Because my son doesn't have a father, I wish there was an affectionate loving relationship between him and my DP (i.e. that my DP replaced the bio father) and I guess because of that I'm more sensitive and I guess it's your case too. But I feel that leaving would be more complicated and that as long as there's no abuse, I just have to live with my dissapointment. I do my best to give my son love, he gets love from my mom and my sister and he has a good relationship with step siblings whom he would lose if we break up, so I think it's still better.
About your H mocking your son, please find a way to talk to him so that he makes efforts to be more diplomatic and the same way, see if there's a problem with your son eating. I know that when my SD does something I'm annoyed about and it's repetitive, I tell her, because my DP doesn't do it.
I'm sorry, I don't have a better advice.

doritosdip · 15/01/2020 07:46

However, my husband is never affectionate to my son doesnt give him a cuddle or just generally 'nice' to him.

You don't need to be a stepparent to know that you can't marry a man until this is sorted. People wouldn't leave their young child with a childminder who wouldn't hug or be nice to their child never mind live with them.

differentnameforthis · 15/01/2020 08:02

And what o wanted is advice from people who are experiencing the same not people who haven't!! OK, well as a kid I was your son. Only it was my mother who was cold towards me after my father left.

Everyone tells me she loved me, but it didn't feel like she did. She'd mock me, she didn't hold me/hug me, she was different towards me than my siblings.

My son and hubby said that they thinks it me that comes in between them. Uh huh! Did you hubby say this and your son agree?

Op, this could simply be your son keeping the peace.

Esj0903 Don't be like that! Just because you don't hear what you want to hear. You wouldn't have asked for help if you weren't concerned, right?

The outcome? I haven't spoken to her since I left home at 18. I am now lat 40s...

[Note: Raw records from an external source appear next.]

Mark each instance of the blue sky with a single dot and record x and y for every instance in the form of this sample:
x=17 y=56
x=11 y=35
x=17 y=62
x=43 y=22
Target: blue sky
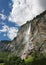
x=14 y=13
x=5 y=9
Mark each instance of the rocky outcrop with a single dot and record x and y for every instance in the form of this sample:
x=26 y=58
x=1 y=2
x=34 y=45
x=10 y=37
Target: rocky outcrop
x=31 y=37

He told me that he doesnt think there is a problem and he is happy with how my husband is to him. Of course he said that, because that is what YOU want to hear and he is never going to put this man down in front of him.

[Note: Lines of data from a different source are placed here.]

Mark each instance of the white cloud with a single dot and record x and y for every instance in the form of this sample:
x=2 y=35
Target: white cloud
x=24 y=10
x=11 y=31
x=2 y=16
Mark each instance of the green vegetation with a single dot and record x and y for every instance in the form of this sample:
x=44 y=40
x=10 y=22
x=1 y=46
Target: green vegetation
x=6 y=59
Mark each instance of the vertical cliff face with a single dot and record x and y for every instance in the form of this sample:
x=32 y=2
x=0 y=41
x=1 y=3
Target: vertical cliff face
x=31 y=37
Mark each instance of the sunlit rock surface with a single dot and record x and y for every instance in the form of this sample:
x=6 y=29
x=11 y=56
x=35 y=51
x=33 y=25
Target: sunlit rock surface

@stellabelle Depends what the issue is! If he has jaw alignment issues then yes it can cause difficulty eating, and braces can fix it. Making a comment like that makes it look like you are blaming the son and and condoning the mocking of him.

CustomerCervixDepartment · 15/01/2020 11:00

Your replies are vile OP, you are allowing your shit choice in men to literally abuse your child and you’re raging at people spending their time to give you advice because they’re not being ‘nice’ enough to you? Fucking hell.

Yeah I too have been the kid in this scenario, like other posters, my mother put cock before her kids, I despise her, her choices damaged me for life. Crack on, eh.

CustomerCervixDepartment · 15/01/2020 11:04

And choosing to not marry and allow some dude to abuse your kid is hardly a ‘perfect life’, it’s an absolute bare minimum base level of parenting.